Recycled polyester (often called RPET) is obtained by melting down existing plastic and re-spinning it into new polyester fibre. Pre-consumer recycled content is material that has never reached the end-user, having been diverted from the waste stream during a manufacturing process, which could include waste from the spinning of yarn or the cutting of garments. Post-consumer waste includes plastic PET bottles, industrial fishing nets as well as some used clothing, this diverts plastic from landfill. Methods of recycled polyester may be mechanical (melting plastic and then extruding into yarn) or chemical (going back to the monomer or polymer phase before extruding yarn). The benefits of recycled polyester include giving a second chance to materials by deferring them from landfill, and that the carbon footprint per tonne of fibre compared to virgin polyester is an estimated 32% lower.
This can come in two forms:
Pre consumer waste: Cotton waste from the manufacturing cutting room is recycled back into cotton which can be used in apparel production. The offcuts are sorted into different colours and shredded down, then finely spun into yarn to make clothing. This can be done by using organic or non-organic offcuts. Either way, turning a ‘waste’ material back into something usable is a great sustainable practice.
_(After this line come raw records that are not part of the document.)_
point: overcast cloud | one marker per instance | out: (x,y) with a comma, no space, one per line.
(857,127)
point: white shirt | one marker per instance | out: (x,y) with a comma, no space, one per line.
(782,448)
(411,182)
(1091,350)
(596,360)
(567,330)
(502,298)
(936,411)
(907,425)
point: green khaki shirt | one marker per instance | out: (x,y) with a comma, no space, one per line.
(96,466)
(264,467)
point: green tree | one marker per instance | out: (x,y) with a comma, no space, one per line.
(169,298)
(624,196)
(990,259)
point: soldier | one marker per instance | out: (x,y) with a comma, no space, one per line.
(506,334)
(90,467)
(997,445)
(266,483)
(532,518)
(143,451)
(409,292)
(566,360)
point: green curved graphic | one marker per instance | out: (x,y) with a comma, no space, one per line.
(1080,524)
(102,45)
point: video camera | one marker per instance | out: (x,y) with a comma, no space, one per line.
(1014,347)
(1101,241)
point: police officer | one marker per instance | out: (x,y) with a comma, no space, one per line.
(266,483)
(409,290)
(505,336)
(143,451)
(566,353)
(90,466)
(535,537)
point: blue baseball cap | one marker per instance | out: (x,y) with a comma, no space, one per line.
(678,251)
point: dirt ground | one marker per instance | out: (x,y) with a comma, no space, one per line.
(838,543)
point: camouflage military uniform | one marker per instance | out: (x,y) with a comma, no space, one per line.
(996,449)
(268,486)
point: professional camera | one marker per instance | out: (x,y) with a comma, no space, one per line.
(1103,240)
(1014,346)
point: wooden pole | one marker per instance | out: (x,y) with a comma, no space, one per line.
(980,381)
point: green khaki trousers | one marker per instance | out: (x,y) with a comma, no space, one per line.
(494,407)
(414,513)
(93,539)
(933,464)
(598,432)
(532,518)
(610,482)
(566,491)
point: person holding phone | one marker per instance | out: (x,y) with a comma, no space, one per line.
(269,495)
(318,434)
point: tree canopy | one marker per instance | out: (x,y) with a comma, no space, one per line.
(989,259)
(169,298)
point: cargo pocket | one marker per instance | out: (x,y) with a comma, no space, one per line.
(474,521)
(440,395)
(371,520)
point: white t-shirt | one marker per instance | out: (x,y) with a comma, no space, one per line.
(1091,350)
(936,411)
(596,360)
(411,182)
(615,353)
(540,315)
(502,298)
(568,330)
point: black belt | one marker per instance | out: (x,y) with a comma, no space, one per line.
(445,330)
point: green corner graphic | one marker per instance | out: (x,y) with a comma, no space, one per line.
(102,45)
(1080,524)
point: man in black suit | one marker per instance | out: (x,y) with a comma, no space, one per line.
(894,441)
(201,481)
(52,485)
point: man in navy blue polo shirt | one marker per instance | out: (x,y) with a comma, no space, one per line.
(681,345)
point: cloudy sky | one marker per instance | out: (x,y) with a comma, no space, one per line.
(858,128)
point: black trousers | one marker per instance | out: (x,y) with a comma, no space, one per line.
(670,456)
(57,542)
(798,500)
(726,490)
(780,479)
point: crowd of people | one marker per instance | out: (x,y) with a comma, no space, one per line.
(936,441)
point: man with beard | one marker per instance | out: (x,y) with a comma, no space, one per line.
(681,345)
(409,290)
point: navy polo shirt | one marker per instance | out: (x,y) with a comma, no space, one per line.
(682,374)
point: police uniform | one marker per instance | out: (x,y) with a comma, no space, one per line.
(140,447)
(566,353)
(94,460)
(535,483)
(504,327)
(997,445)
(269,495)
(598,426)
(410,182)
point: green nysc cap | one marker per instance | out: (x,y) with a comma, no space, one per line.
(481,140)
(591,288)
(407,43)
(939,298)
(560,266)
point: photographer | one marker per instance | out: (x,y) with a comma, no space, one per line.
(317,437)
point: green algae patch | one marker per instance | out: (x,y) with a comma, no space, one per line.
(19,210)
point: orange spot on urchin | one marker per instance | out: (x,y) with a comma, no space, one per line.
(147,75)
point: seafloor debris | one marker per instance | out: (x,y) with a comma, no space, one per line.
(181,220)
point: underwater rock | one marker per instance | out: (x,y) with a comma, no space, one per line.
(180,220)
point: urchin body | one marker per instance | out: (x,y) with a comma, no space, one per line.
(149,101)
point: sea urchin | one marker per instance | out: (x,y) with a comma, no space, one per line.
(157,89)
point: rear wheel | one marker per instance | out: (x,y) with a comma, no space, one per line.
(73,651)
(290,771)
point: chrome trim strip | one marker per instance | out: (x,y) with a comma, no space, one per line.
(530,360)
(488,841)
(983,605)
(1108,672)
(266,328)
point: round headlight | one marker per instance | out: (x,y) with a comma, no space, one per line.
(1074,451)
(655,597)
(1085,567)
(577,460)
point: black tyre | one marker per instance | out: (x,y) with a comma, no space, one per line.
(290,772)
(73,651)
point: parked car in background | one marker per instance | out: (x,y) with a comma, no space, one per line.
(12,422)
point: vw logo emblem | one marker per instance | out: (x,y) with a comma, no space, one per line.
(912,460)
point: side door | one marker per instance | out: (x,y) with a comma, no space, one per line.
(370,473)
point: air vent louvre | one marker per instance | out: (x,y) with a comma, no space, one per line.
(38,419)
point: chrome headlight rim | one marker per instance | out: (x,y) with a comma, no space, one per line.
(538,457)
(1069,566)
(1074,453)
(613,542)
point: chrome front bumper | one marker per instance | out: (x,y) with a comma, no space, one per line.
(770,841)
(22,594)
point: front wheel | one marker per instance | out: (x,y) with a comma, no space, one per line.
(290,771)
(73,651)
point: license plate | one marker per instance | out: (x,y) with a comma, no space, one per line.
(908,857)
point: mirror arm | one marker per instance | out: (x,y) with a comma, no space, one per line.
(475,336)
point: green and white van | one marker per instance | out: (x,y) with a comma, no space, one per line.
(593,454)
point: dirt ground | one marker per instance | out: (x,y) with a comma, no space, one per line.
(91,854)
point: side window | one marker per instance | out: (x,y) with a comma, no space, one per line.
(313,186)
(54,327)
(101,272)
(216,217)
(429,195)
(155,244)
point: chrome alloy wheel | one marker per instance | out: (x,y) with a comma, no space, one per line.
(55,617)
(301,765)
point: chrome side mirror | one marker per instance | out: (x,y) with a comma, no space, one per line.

Post consumer waste: A cotton garment that has served its intended use and has been discarded for disposal, having completed its life as a consumer item. Cotton waste is processed with stripping machines that break the yarns and fabric into smaller pieces. The amount of energy, water and chemical products is much less than if virgin cotton had been used.
‘Spun Dyed’ or "Dope Dyed" relates to the process of colour dyeing polyester. The colour dye is added directly to the polyester chips prior to them going through a heating process, where they are melted and extruded to form yarns. These yarns are then woven together to make clothing. Spun dye is in addition to using recycled polyester to cut down on the water and chemicals used to dye fabric and is a more sustainable option to the traditional methods where fabric is dyed in large vats of water and treated with chemicals needed to dye the fabric.
It takes at least three years of farming a field without pesticides to be able to classify it as organic. There are now initiatives to encourage farmers to go organic by allowing them to sell their crops while they are in the process of becoming certified as organic, and this cotton is called transitional cotton.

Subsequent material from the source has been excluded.